Gizli olması gereken bilgiyi açığa çıkardım.
Bu yüzden sen kazandın diyerek belirttim.
“Beni yendin yani? Eğer kazandıysan, bana kanıt göster, kanıt.”
Tabii ki olay buraya gelecekti. Ama duracak değilim.
Onun güvende olduğundan emin olmak için, en kısa zamanda I2’ye gitmem lazım.
“—-Bekle.”
En etkili yöntem bu olsa gerek… Hayır, doğru seçim olduğunu sanmıyorum.
Sınavın son gününde Ibuki’ye puanımı göstermemin ne faydası olacak ki?
Hem de her dakikanın değerli olduğu bugünde.
Sırt çantamı yere indirip içinden tabletime uzandım.
Ibuki puanımı görmek için ciddiyetle bekliyordu.
Tam tableti çıkardım, güç düğmesine basmak üzereydim ki, Ibuki ve ben gözümüzün önündeki beliren yoğunluğunu hissettiğimiz anda kafamızı kaldırdık.
“Buldum seni.”
Masum bir sesti, oyun arkadaşlarıyla tanışanın bir çocuğa ait gibiydi.
“Merhaba, Horikita-senpai!”
Bir anda ortaya çıkan kız öğrenciyi gören Ibuki, hoşnutsuzluğunu dile getirdi.
“Sen de kimsin?”
“9/A‘nın Amasawa Ichika’sı.”
Tesadüfen burada ortaya çıkması mümkün olsa da, garipti. Tabletimi tutarak Amasawa’ya bir göz attım.
9’ların ödül meselesini ve kağıttaki yazıları düşünürsek—- o olabilir mi?
“Bana aldırmayın, işinize bakın, tamam mı?”
“Olmaz. Burada kişisel bir meseleden bahsediyoruz.”
Amasawa’ya puanımı göstermeyeceğimi belirtince, Ibuki anlayış gösterdi. Böyle bir durumda, tabletimden puanımı göstermemin, aramızdaki kazananı belirleyecek zaman olmadığı belliydi.
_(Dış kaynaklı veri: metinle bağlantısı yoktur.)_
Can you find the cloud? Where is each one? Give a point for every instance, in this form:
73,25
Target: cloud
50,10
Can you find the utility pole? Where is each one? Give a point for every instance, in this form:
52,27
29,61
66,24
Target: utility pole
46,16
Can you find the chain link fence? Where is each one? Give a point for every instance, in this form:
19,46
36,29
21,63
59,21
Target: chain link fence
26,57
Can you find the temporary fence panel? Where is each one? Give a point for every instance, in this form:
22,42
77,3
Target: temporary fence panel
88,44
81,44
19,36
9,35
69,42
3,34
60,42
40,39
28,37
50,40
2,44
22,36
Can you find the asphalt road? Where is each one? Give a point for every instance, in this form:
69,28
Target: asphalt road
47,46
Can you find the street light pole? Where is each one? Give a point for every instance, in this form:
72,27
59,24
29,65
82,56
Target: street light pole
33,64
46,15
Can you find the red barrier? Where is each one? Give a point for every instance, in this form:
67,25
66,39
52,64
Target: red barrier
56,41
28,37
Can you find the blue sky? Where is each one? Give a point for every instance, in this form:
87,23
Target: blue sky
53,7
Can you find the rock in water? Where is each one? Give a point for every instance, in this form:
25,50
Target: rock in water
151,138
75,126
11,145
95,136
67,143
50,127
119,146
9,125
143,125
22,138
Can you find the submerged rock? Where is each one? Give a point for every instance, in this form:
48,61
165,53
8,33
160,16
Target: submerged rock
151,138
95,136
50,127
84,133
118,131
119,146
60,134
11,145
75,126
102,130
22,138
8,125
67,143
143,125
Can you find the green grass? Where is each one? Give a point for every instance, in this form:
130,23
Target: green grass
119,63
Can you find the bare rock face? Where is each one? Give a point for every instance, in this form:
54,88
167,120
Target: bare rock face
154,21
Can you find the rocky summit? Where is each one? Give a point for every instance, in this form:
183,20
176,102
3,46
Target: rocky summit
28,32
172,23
Kibarca gitmesini istedim ama Amasawa kımıldamadı bile.
Ibuki dayanamayıp:
“Canımızı sıkıyorsun, baş belası.”
“Sudo-senpai iyi değil mi, Horikita-senpai.”
“Huh? Beni duymazdan mı geldi?”
Amasawa’nın Ibuki’nin sorusunu duymamış olması imkansızdı. Evet duymazdan gelmişti.
Sırt çantasını yere koydu ve omuzlarını açarak gerindi. Yakın zamanda gidecek gibi durmuyor.
“…Yardımın için teşekkürler, minnettarım.”
Özür dilemeye hiç niyeti olmadan hafifçe gülümsedi.
Ayanokouji-kun’a davranış şekli ve yaptıkları için benden özür dilemeye gerek olmadığını mı hissediyor acaba?
Yoksa yaptığı şey için kendini kötü hissetmediği için mi böyle davranıyor?
“Sana canımızı sıkıyorsun demedim mi? Bizim işimiz var, git burdan.”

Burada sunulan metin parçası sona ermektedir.